Multiple clinicians expected a cure and/or lifelong treatment effect. The latter is unlikely, as micro-dystrophin will dilute with muscle turnover, which will happen in Duchenne patients since micro-dystrophin is not fully functional.
Some expected a switch to Becker—also not likely, as micro-dystrophin is significantly shorter. Some expected it to prevent cardiomyopathy. This is also not likely, as Becker patients also have heart problems, and micro-dystrophin is less functional than Becker dystrophin.
Clinicians expected a better treatment response when treatment was done earlier. They wanted better outcome measures, as micro-dystrophin was not relevant to them or to patients in daily life.
Most clinicians were aware of the risks, mentioning potential immune responses, liver damage, heart problems, and kidney toxicity. Some expected only mild side effects, while others mentioned the risk of death (which sadly has happened twice now).
Some clinicians said that death would be an acceptable risk (but if you overestimate the treatment effects, what becomes acceptable will shift as well…). Others said death was not acceptable, stating, “Duchenne is a fatal disease, but not an immediately fatal disease.”

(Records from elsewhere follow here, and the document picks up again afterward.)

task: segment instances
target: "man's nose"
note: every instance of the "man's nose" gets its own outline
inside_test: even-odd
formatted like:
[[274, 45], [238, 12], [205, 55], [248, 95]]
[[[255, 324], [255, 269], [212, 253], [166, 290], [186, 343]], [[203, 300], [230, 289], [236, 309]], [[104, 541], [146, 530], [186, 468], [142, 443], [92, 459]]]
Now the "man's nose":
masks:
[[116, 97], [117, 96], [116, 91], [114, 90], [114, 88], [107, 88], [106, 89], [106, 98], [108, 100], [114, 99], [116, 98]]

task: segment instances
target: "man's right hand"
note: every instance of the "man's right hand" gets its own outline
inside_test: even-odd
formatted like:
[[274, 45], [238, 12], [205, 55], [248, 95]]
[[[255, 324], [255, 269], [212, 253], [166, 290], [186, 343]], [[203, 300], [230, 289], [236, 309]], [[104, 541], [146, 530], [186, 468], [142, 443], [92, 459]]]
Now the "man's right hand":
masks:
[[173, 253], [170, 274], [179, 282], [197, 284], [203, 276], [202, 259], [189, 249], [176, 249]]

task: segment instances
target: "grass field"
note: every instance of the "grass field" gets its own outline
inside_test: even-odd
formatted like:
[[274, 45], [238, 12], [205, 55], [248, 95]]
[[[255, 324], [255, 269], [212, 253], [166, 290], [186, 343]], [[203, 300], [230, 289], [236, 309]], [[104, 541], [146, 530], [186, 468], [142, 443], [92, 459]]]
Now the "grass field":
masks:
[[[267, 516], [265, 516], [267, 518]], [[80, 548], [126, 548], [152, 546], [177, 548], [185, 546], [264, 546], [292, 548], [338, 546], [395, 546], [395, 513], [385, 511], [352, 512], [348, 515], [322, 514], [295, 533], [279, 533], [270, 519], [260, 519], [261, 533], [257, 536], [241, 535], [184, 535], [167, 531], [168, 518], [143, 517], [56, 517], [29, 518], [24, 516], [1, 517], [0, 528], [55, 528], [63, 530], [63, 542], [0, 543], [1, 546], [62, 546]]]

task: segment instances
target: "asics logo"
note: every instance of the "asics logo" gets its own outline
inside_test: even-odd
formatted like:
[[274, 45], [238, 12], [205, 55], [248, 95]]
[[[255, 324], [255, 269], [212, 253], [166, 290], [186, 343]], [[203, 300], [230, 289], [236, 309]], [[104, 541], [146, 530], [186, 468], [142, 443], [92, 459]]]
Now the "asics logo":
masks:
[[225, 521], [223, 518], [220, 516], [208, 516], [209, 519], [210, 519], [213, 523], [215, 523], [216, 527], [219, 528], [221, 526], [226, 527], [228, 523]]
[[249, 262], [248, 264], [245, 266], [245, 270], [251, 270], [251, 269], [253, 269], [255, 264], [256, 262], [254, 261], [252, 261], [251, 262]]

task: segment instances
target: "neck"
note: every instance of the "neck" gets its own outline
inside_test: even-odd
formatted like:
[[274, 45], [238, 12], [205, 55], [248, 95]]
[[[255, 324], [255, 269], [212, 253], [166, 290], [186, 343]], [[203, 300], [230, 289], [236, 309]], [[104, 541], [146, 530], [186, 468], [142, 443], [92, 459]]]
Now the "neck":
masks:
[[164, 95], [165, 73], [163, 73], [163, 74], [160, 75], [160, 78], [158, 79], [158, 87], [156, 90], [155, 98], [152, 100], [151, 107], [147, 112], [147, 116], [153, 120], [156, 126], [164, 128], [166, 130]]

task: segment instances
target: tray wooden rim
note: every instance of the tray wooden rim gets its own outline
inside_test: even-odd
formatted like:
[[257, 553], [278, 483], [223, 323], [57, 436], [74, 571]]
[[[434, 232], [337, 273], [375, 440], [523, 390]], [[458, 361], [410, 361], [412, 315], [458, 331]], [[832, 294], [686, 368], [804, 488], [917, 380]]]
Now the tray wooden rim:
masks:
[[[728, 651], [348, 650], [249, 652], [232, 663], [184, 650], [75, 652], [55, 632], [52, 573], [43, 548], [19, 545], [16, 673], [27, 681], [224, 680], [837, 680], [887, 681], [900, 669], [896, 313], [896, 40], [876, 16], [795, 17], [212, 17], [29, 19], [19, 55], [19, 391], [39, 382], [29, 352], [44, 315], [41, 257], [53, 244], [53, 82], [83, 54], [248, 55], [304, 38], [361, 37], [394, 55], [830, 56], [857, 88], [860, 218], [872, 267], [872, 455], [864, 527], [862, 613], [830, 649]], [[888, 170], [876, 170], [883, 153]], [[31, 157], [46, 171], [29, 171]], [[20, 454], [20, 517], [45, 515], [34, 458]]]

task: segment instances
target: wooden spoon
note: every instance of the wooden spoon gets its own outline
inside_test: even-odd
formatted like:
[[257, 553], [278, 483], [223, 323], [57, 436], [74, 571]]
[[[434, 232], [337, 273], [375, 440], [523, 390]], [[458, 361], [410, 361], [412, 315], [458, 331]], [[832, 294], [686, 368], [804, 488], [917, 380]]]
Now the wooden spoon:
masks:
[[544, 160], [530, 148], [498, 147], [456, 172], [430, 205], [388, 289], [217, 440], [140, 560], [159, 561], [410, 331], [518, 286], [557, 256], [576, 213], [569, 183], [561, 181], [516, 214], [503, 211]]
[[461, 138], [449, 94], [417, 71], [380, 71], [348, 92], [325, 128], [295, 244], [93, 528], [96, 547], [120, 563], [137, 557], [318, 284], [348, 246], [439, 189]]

Most clinicians had spoken with Duchenne families about gene therapy during clinic visits. However, 50% said that in reality, there was not enough time to discuss this properly. For implementation, U.S. clinicians expected earlier availability than those in the UK (which has been correct).
Clinicians worried about the costs—not just of the gene therapy product, but also the costs of infusions, hospitalization, and other monitoring. U.S. clinicians also worried about access and reimbursement. Logistics were a concern for many:
The scale of DMD gene therapy is larger than for SMA with Zolgensma, making things more challenging. But clinicians noted we could learn from the Zolgensma experience. Some expected the same treatment effect for Duchenne, but authors discuss this is not realistic. Zolgensma has the fully functional gene code, while micro-dystrophin is only partially functional. Furthermore, skeletal muscle is much more abundant than motor neurons. Clinicians also wanted to better understand the risks involved.
This includes the uncertainty of how much benefit gene therapy will bring. Sadly, by granting full approval to Elevidys based on a trial that did not show functional effects, the FDA created a situation where evidence for treatment effects in ambulant patients does not need to be provided.
I am not saying I don’t think micro-dystrophin works—the clinical trial was likely too short to pick up a treatment effect. However, it now falls to clinicians and the field to gather this evidence post-approval, rather than the sponsor pre-approval.
Authors also discuss the risk of death, citing studies where families suggested a minimal acceptable risk of death to be 3.5%. I must stress that the two unfortunate deaths were associated with AAV9, not with Elevidys (AAV74).
There are knowledge gaps about what gene therapy is and what can be expected from micro-dystrophin. Mor education is needed. I agree and hope that TREAT-NMD masterclasses, as well as the Parent Project MD and World Duchenne care conferences, have helped in this regard.
Authors also mention that this set of 16 clinicians was a convenience sample and that these clinicians may have been better informed than the average clinician managing Duchenne patients. I agree this is likely true and hope education will help address this.
Families face a tough choice when deciding whether to go for gene therapy or not: there is no undo button, and it cannot be repeated. They need realistic information about the expected benefits and side effects in order to make an informed decision.
Kudos to the authors for doing this work and sharing it with the community. Full disclosure: I was the associate editor handling this publication, but was, of course, helped by expert reviewers when making editorial decisions.